Exercise 1:
Exercise 1 was pretty similar to the Exercise 8 question that we also had to do with the mbox text files, minus the need for splitting the lines into individual strings (overall counterproductive to take apart strings, just to put them back together again). However, it is possible to apply the “.upper” method to each string to put them into all caps.
Exercise 2:
One of the examples in the reading showed that there’s a “.startswith” method that looks for lines that begin with the inputted string. Therefore, I used this to filter for lines that begun with “X-DPSAM-Confidence”, and split apart the resulting lines to isolate the numbers. After that it’s just a matter of calculating the averages. It was enlightening to learn of the .startswith method.
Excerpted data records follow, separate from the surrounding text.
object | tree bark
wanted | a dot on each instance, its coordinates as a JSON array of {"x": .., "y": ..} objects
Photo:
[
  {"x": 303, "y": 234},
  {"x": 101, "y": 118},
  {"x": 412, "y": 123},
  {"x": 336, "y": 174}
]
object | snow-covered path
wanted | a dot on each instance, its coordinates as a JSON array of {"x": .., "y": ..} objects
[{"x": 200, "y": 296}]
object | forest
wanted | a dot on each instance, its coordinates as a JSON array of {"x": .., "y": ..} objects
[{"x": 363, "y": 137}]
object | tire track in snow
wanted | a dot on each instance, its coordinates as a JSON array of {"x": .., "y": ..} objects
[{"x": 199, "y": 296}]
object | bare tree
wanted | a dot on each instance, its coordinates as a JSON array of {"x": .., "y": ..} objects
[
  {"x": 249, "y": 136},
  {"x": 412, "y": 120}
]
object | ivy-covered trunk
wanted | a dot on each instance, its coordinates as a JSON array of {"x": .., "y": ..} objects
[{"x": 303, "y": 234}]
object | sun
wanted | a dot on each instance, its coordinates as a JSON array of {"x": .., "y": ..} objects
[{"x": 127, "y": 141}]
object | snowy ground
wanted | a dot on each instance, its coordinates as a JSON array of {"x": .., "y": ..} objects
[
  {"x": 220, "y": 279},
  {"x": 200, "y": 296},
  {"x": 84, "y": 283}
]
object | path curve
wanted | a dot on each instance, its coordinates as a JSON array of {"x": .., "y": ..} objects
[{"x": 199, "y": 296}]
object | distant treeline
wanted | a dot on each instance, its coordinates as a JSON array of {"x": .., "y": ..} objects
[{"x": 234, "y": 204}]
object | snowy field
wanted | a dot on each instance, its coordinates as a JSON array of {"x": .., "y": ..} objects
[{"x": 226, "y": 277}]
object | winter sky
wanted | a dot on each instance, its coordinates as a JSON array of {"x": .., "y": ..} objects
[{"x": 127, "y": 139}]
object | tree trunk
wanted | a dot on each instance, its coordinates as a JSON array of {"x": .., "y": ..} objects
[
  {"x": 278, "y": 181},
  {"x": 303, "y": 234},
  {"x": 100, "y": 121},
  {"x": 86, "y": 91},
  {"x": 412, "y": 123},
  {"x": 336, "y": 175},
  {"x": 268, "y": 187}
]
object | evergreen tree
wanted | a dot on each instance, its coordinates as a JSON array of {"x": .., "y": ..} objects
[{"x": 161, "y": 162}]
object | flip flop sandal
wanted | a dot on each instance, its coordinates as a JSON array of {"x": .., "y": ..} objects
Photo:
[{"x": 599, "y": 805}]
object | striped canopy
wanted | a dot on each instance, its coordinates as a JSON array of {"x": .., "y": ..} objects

Also, at first, I accidentally split the lines one level too deep (at the words level), so I ended up isolating individual characters.
Exercise 3:
Fairly straightforward, as it only needed an if/else conditional to separate the cases. Though one strange thing- my print statement differs from the original example as the commas carried over when I ran it. I still haven’t really figured out why though.
Exercise 4:
It was tricky getting a grasp of the lists of lists’ properties (especially the fact that breaking apart the list gives entire rows that are able to be indexed theselves). It’s overall a lot closer to human thinking that I initially thought (I thought that the “rows” were equivalent to pointers, rather than the whole row itself).